In dealing with the former, one potential avenue from a commercial standpoint is to sell or license one’s own works and goods for 3D printing. But while digital rights management technology can restrict the unauthorized copying of music or movie files purchased or streamed online, there’s currently no clear analogue to STL files, which otherwise can’t store metadata. And as discussed above, outsourcing the actual manufacture of your work may be risky when it comes to ensuring quality control—as many of its practitioners can tell you, 3D printing is by no means an exact science and different printers can produce greatly different results.

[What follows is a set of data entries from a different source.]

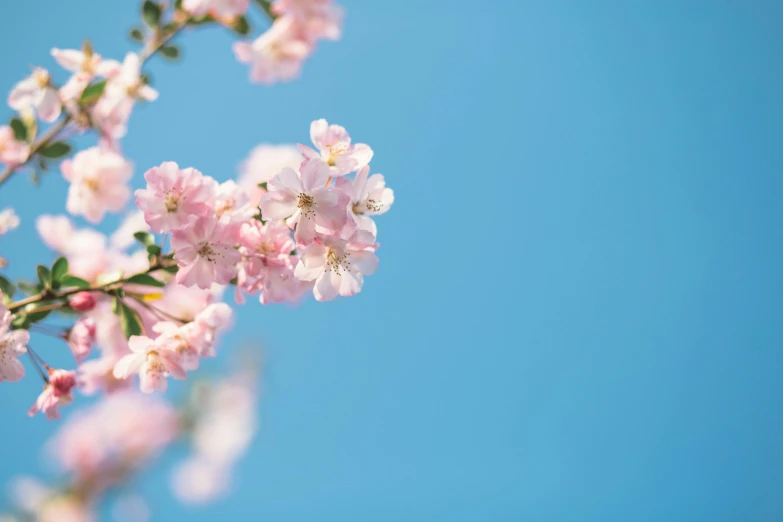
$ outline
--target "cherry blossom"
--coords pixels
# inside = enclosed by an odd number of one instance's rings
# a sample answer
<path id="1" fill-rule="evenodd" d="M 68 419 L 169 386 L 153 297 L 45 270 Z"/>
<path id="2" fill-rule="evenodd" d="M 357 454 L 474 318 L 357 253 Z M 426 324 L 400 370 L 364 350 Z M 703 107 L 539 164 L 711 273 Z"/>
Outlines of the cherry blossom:
<path id="1" fill-rule="evenodd" d="M 176 362 L 178 355 L 149 337 L 134 335 L 128 340 L 128 347 L 132 353 L 117 362 L 114 376 L 127 379 L 133 374 L 139 374 L 140 388 L 144 393 L 166 391 L 166 377 L 187 378 L 185 370 Z"/>
<path id="2" fill-rule="evenodd" d="M 0 292 L 0 303 L 2 302 Z M 24 365 L 19 356 L 27 352 L 30 334 L 26 330 L 11 330 L 14 316 L 0 304 L 0 383 L 16 382 L 24 377 Z"/>
<path id="3" fill-rule="evenodd" d="M 19 226 L 19 216 L 14 209 L 6 208 L 0 210 L 0 236 L 3 236 Z"/>
<path id="4" fill-rule="evenodd" d="M 180 169 L 173 161 L 144 173 L 146 189 L 136 191 L 136 204 L 155 232 L 181 228 L 209 210 L 216 183 L 193 168 Z"/>
<path id="5" fill-rule="evenodd" d="M 33 74 L 17 83 L 8 95 L 8 105 L 17 111 L 35 109 L 38 116 L 51 123 L 60 117 L 62 107 L 49 72 L 36 67 Z"/>
<path id="6" fill-rule="evenodd" d="M 299 76 L 311 51 L 311 44 L 301 39 L 293 18 L 288 17 L 275 20 L 253 42 L 234 43 L 237 60 L 250 65 L 250 80 L 267 85 Z"/>
<path id="7" fill-rule="evenodd" d="M 308 41 L 339 40 L 342 35 L 343 9 L 332 0 L 275 0 L 272 12 L 290 16 Z"/>
<path id="8" fill-rule="evenodd" d="M 66 209 L 91 223 L 99 223 L 106 212 L 121 211 L 130 199 L 133 166 L 116 152 L 91 147 L 63 161 L 60 170 L 71 183 Z"/>
<path id="9" fill-rule="evenodd" d="M 202 216 L 171 235 L 174 258 L 179 264 L 177 283 L 209 288 L 212 283 L 228 284 L 236 275 L 241 254 L 234 248 L 236 227 Z"/>
<path id="10" fill-rule="evenodd" d="M 245 190 L 233 180 L 218 185 L 212 200 L 215 217 L 221 223 L 243 223 L 258 213 L 258 207 L 250 204 Z"/>
<path id="11" fill-rule="evenodd" d="M 351 204 L 348 215 L 354 228 L 367 230 L 373 236 L 378 235 L 378 227 L 370 216 L 384 214 L 394 203 L 394 191 L 386 188 L 383 174 L 373 174 L 369 178 L 369 165 L 356 173 L 352 184 Z M 340 178 L 345 179 L 345 178 Z"/>
<path id="12" fill-rule="evenodd" d="M 349 241 L 322 238 L 305 249 L 294 273 L 303 281 L 315 281 L 316 301 L 352 296 L 361 291 L 364 276 L 378 268 L 375 248 L 372 236 L 362 231 Z"/>
<path id="13" fill-rule="evenodd" d="M 79 294 L 87 294 L 87 292 L 79 292 Z M 87 296 L 92 298 L 90 294 Z M 88 315 L 81 316 L 68 332 L 68 346 L 70 346 L 76 362 L 81 363 L 90 355 L 92 345 L 95 344 L 95 337 L 95 319 Z"/>
<path id="14" fill-rule="evenodd" d="M 73 402 L 73 387 L 76 386 L 76 373 L 66 370 L 49 370 L 49 383 L 38 396 L 27 414 L 32 417 L 38 412 L 46 415 L 47 420 L 60 418 L 60 406 Z"/>
<path id="15" fill-rule="evenodd" d="M 315 120 L 310 125 L 310 139 L 318 149 L 307 145 L 298 145 L 307 161 L 321 159 L 329 165 L 330 176 L 344 176 L 356 172 L 368 163 L 373 156 L 372 149 L 364 143 L 351 143 L 348 131 L 340 125 L 329 125 L 324 120 Z"/>
<path id="16" fill-rule="evenodd" d="M 269 193 L 261 199 L 264 219 L 285 219 L 296 225 L 298 243 L 309 244 L 316 231 L 335 233 L 347 219 L 350 195 L 327 187 L 329 167 L 322 161 L 310 161 L 302 167 L 301 176 L 293 169 L 283 169 L 267 185 Z"/>
<path id="17" fill-rule="evenodd" d="M 257 207 L 266 194 L 259 184 L 268 182 L 286 167 L 299 170 L 301 163 L 302 155 L 294 145 L 261 144 L 242 163 L 239 186 L 245 189 L 250 204 Z"/>
<path id="18" fill-rule="evenodd" d="M 27 161 L 29 155 L 30 146 L 23 141 L 17 141 L 11 127 L 0 126 L 0 163 L 16 167 Z"/>

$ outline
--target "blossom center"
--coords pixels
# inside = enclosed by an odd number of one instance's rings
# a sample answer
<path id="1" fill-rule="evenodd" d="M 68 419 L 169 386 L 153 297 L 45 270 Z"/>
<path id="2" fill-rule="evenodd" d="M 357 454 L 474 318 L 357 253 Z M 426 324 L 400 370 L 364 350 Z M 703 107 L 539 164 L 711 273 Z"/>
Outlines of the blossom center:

Instead, for both trademark and copyright owners the most feasible answer may ultimately be an active monitoring and enforcement regime at a time when many users may not even be aware what constitutes infringing activity. By finding and addressing isolated cases of online infringement in what is still a relatively nascent field, trademark and copyright owners can help prevent them from growing into bigger problems further down the road and establish a reputation as vigorous defenders of their intellectual property.

While industries such as music and film have faced the problem of online infringement since the early days of the Internet, 3D printing now means many more will have to adjust to the reality that their products—and brand—are as downloadable as the songs on their phone. Until technology to protect IP catches up to the technology used to create it, the solution may often have to come in the form of the old-fashioned but time-tested cease and desist.


[1] As outlined by the Supreme Court’s landmark decision in Star Athletica, LLC v. Varsity Brands, Inc., 137 S. Ct. 1002 (2017).